Here are six frames and their corresponding heatmaps:

In [46]:
test_images = glob.glob('./test_images/test*.jpg')

fig, axs = plt.subplots(3, 2, figsize=(10,10))
fig.subplots_adjust(hspace = .004, wspace=.1)
axs = axs.ravel()

for i, im in enumerate(test_images):
    test_img = mpimg.imread(im)
    bbox_list = test_pipe(test_img)
    heatmap_img = np.zeros_like(test_img[:,:,0])
    heat_image=add_heat(heatmap_img, bbox_list)
    axs[i].imshow(heat_image,cmap="hot")
    axs[i].axis('off')

Here is the output of scipy.ndimage.measurements.label() on the integrated heatmap from all six frames:

In [45]:
test_images = glob.glob('./test_images/test*.jpg')

fig, axs = plt.subplots(3, 2, figsize=(10,10))
fig.subplots_adjust(hspace = .004, wspace=.1)
axs = axs.ravel()

for i, im in enumerate(test_images):
    test_img = mpimg.imread(im)
    bbox_list = test_pipe(test_img)
    heatmap_img = np.zeros_like(test_img[:,:,0])
    heat_image=add_heat(heatmap_img, bbox_list)
    heatmap_img = apply_threshold(heat_image, 1)
    labels = label(heatmap_img)
    axs[i].imshow(labels[0], cmap='gray')
    axs[i].axis('off')

Discussion

1. Briefly discuss any problems / issues you faced in your implementation of this project. Where will your pipeline likely fail? What could you do to make it more robust?

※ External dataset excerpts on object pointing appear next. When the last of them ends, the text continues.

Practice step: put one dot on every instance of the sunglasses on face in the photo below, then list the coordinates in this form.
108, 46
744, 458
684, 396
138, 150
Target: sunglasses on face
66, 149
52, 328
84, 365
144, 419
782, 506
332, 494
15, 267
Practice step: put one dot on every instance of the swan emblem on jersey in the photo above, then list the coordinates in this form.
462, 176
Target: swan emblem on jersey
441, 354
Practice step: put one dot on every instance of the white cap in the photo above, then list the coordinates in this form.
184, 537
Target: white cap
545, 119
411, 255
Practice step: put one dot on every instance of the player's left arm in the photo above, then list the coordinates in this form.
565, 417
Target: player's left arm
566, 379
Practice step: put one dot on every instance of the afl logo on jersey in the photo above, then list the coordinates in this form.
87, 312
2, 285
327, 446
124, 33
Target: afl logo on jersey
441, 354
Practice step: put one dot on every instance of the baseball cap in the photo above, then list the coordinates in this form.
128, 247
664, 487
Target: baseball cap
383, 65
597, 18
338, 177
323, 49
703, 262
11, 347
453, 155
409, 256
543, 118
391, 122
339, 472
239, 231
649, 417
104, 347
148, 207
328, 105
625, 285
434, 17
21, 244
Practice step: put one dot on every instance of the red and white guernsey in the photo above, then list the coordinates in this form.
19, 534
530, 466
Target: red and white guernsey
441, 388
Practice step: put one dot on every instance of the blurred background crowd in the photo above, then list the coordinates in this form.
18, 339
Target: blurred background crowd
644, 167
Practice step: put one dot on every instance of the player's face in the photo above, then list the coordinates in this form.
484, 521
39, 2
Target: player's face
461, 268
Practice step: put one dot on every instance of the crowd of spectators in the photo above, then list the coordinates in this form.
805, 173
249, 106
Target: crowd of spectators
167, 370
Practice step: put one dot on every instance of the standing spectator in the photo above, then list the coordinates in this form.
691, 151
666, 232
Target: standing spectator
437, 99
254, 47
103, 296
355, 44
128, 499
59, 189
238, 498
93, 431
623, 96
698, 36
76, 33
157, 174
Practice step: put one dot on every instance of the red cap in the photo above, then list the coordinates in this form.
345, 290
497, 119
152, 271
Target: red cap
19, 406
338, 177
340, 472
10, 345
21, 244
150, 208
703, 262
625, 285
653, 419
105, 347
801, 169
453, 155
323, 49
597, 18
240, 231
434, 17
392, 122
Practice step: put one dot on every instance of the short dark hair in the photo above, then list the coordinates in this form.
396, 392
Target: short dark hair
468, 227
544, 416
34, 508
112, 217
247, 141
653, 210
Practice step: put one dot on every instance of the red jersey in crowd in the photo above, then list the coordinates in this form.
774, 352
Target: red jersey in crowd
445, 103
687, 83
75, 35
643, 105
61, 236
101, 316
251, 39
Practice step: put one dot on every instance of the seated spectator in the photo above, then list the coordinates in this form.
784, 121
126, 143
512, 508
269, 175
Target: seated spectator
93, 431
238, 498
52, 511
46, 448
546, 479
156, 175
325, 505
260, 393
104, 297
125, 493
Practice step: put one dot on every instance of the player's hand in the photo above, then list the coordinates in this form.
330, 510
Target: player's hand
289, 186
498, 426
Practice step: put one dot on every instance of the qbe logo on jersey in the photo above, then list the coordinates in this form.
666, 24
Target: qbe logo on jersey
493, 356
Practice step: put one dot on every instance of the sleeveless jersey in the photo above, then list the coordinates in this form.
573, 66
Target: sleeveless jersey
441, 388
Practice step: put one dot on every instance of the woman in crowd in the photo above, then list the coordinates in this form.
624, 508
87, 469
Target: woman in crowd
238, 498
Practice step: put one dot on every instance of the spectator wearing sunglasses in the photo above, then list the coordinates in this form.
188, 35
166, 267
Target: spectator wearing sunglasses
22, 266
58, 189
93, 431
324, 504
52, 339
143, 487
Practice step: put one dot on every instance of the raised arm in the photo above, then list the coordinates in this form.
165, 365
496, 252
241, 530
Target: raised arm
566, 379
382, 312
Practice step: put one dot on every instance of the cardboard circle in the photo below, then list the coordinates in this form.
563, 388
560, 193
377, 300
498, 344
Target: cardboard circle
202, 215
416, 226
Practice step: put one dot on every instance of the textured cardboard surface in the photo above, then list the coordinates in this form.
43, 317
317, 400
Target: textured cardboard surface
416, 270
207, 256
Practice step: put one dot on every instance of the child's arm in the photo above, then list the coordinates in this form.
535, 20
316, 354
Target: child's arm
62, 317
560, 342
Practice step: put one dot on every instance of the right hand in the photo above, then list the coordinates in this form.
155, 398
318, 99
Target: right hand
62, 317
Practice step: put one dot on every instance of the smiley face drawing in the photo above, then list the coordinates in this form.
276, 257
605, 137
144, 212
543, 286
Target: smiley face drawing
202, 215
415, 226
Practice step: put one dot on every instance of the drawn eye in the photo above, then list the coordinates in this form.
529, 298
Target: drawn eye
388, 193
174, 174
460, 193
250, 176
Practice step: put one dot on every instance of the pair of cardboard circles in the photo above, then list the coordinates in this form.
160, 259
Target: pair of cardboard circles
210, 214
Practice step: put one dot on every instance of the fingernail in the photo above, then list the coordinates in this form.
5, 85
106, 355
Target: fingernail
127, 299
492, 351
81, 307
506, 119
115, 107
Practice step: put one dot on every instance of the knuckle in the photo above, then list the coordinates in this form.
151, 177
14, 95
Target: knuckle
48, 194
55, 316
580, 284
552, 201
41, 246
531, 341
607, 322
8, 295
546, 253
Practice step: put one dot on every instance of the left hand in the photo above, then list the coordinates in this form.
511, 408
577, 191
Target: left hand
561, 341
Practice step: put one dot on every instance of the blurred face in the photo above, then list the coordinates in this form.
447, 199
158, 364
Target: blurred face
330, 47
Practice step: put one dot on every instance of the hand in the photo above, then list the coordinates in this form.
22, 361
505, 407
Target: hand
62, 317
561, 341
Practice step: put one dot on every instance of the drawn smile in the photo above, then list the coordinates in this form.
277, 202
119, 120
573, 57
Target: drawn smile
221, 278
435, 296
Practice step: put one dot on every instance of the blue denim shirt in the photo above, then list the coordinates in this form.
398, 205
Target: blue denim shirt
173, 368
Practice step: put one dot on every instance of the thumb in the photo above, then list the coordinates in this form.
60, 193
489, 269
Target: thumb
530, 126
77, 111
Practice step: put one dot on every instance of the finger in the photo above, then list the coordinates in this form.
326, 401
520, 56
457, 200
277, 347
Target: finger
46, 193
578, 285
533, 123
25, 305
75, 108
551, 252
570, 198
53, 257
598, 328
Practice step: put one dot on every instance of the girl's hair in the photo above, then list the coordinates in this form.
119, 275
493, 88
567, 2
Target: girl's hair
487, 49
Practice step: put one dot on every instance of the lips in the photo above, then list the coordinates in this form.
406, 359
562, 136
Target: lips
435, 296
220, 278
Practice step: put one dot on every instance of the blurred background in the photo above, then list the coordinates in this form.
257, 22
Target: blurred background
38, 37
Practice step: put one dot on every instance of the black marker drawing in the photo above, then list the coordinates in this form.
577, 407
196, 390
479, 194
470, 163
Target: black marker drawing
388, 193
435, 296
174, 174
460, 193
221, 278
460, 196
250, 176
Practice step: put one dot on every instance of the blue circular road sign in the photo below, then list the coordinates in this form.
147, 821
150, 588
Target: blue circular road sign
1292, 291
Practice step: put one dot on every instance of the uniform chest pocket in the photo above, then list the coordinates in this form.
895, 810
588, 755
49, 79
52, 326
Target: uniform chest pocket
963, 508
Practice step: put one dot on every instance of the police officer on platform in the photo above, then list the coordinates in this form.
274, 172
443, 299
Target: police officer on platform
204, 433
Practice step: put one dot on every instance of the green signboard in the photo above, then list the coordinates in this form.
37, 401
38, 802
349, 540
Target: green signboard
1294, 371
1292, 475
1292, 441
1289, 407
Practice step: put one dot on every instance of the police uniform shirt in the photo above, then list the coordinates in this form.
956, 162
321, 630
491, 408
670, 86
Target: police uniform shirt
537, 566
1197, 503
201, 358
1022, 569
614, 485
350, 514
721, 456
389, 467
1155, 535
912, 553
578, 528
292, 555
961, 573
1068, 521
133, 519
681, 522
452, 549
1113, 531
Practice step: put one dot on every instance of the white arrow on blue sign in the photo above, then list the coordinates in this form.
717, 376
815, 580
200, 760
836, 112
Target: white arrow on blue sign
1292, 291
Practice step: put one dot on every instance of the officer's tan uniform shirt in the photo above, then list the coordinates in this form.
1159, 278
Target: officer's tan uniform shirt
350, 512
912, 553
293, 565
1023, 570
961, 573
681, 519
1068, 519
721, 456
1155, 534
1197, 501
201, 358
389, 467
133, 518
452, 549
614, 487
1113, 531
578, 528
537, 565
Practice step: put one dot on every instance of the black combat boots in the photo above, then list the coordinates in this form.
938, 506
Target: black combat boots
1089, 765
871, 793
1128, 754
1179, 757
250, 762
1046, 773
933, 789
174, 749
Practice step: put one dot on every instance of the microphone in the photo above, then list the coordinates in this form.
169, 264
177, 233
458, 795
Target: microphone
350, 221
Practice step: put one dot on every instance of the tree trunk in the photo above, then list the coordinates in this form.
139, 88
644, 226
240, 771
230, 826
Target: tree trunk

I started out with a linear SVM and the data that were provided in the lessons . But that resulted in less accuracy . When i finally tuned the parameter i was still getting lots of false positive which i was unable to get rid of using heat map technique also as the false positive regions were enclosed by many flase boundry . In order to remove that I finally decided to augment the training data and it not only increased the accuracy but alse helped in removing the false positive.

The pipeline may fail in the case when the car will overtake my car from left side as i have shrinked the search region to get rid of the false detection from the car coming from the opposite lane.

Some false positives still remain after heatmap filtering. This should be improvable by using more labeled data and tunnig parameter.